Hayatta olan ve bölgede olan bütün eski ilçe başkanları, il başkanları, herhangi bir görev makamında halde yada geçmişte görev yapmış olmasalar dahi camiada saygınlık ve itibar kazanmış olan eski gençlik liderleri, kanaat önderleri vasıflı kişilerin ilçe tarafından belirlenerek teklifi, il yönetiminin onayı ile bu seçici heyete dahil edilmesi suretiyle bir “Seçici Heyet” oluşturulmalıdır.
Bu heyet sandıklarda fiili olarak oy vererek o seçim çevresinin Milletvekili adaylarını ve sıralamasını belirlemelidir.

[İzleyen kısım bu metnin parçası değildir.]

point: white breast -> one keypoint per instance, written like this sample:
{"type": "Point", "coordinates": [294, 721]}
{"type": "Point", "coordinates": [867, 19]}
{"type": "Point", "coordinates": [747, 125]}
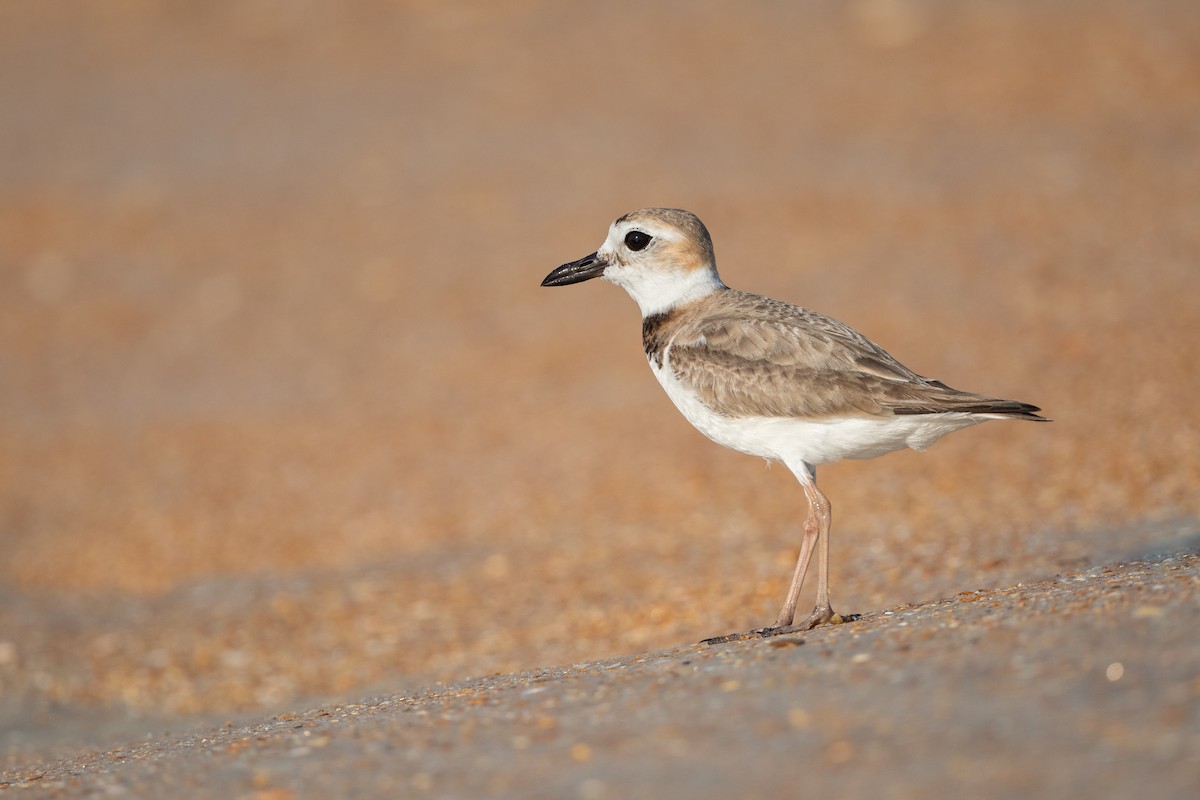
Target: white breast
{"type": "Point", "coordinates": [813, 441]}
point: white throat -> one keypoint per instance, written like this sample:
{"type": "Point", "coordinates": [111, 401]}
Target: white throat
{"type": "Point", "coordinates": [660, 290]}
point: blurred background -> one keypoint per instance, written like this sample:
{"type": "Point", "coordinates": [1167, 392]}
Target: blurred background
{"type": "Point", "coordinates": [286, 415]}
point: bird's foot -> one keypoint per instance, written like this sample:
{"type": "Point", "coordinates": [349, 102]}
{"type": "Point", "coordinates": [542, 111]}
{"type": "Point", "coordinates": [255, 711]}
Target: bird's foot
{"type": "Point", "coordinates": [820, 615]}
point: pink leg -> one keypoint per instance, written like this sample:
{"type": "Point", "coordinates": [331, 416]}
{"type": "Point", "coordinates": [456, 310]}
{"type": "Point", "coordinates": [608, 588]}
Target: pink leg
{"type": "Point", "coordinates": [816, 531]}
{"type": "Point", "coordinates": [816, 536]}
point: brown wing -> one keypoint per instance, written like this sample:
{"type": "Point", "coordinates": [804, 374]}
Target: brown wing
{"type": "Point", "coordinates": [749, 355]}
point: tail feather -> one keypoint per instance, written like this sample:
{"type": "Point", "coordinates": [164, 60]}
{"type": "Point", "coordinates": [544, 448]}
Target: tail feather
{"type": "Point", "coordinates": [978, 404]}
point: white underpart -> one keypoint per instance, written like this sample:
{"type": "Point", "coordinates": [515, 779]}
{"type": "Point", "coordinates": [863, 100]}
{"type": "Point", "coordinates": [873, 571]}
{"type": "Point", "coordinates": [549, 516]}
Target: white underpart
{"type": "Point", "coordinates": [809, 441]}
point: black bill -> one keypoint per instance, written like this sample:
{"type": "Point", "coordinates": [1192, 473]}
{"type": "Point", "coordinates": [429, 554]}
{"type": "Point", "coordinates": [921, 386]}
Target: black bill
{"type": "Point", "coordinates": [587, 268]}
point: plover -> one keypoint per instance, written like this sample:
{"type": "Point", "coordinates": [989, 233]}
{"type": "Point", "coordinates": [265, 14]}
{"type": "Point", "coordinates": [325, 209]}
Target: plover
{"type": "Point", "coordinates": [768, 378]}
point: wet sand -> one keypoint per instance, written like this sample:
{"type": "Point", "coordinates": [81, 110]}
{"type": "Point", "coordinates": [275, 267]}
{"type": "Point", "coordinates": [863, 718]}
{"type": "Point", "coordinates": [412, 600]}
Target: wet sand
{"type": "Point", "coordinates": [286, 419]}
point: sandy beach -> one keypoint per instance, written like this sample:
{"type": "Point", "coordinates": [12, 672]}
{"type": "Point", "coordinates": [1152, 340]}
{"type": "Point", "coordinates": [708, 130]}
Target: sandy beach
{"type": "Point", "coordinates": [295, 450]}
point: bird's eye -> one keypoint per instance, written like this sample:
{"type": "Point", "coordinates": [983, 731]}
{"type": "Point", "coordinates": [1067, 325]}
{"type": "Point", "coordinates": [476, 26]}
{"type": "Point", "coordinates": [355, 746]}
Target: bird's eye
{"type": "Point", "coordinates": [636, 240]}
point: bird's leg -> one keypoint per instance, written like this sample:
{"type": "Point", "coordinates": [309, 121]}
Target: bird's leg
{"type": "Point", "coordinates": [816, 533]}
{"type": "Point", "coordinates": [811, 534]}
{"type": "Point", "coordinates": [816, 530]}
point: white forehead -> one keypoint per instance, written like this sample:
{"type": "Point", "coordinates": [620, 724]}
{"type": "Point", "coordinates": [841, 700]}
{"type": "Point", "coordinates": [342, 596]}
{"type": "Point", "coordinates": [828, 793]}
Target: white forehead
{"type": "Point", "coordinates": [657, 228]}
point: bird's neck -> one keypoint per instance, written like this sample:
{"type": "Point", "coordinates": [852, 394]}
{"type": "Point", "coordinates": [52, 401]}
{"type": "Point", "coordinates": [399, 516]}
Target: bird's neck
{"type": "Point", "coordinates": [661, 292]}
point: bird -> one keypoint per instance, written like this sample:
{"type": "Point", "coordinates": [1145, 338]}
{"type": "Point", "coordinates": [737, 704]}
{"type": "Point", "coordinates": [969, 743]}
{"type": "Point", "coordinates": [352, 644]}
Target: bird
{"type": "Point", "coordinates": [772, 379]}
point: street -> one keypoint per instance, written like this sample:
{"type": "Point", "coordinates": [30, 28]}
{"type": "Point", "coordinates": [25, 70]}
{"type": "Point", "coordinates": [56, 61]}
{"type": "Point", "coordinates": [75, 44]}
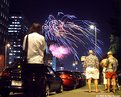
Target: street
{"type": "Point", "coordinates": [81, 92]}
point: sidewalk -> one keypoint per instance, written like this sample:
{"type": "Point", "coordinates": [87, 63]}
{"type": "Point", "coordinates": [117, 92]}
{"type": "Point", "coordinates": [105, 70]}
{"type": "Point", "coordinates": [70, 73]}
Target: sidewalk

Bu seçimin nasıl yapılacağı “maksadın hasıl olması için” çok mühimdir.
Geçmişte (şahsen teklifini yapmış olduğum bu model ) sadece bir defa ve fakat yanlış bir kurgu ile uygulanmıştır. 25 vekil kontenjanının bulunduğu bir seçim çevresinde başvurular içinden 25 ismin sıralanarak yazılması istenince, oy verenler tanımadıkları kişiler hakkında bir tercih sıralaması yapmak zorunda kalmışlar, adında soyadında kurt olanlar, bozkurt olanlar, Türk olanlar, ülkü olanlar vb en ön sıralara yükselmişlerdir, keza hanım adaylar genellikle birinci sıraya taşınmışlardır bir teveccüh olarak.. Bu sorunun aşılacağı bir model üretilmelidir.
Bu yanlış uygulamaya rağmen en çok Milletvekilinin çıkarıldığı ve ardından hükümet ortağı olduğumuz dönem bu dönemdir. Bu başarıda bu “katılım”ın ürettiği sinerjinin büyük pay sahibi olduğu kabul edilmelidir.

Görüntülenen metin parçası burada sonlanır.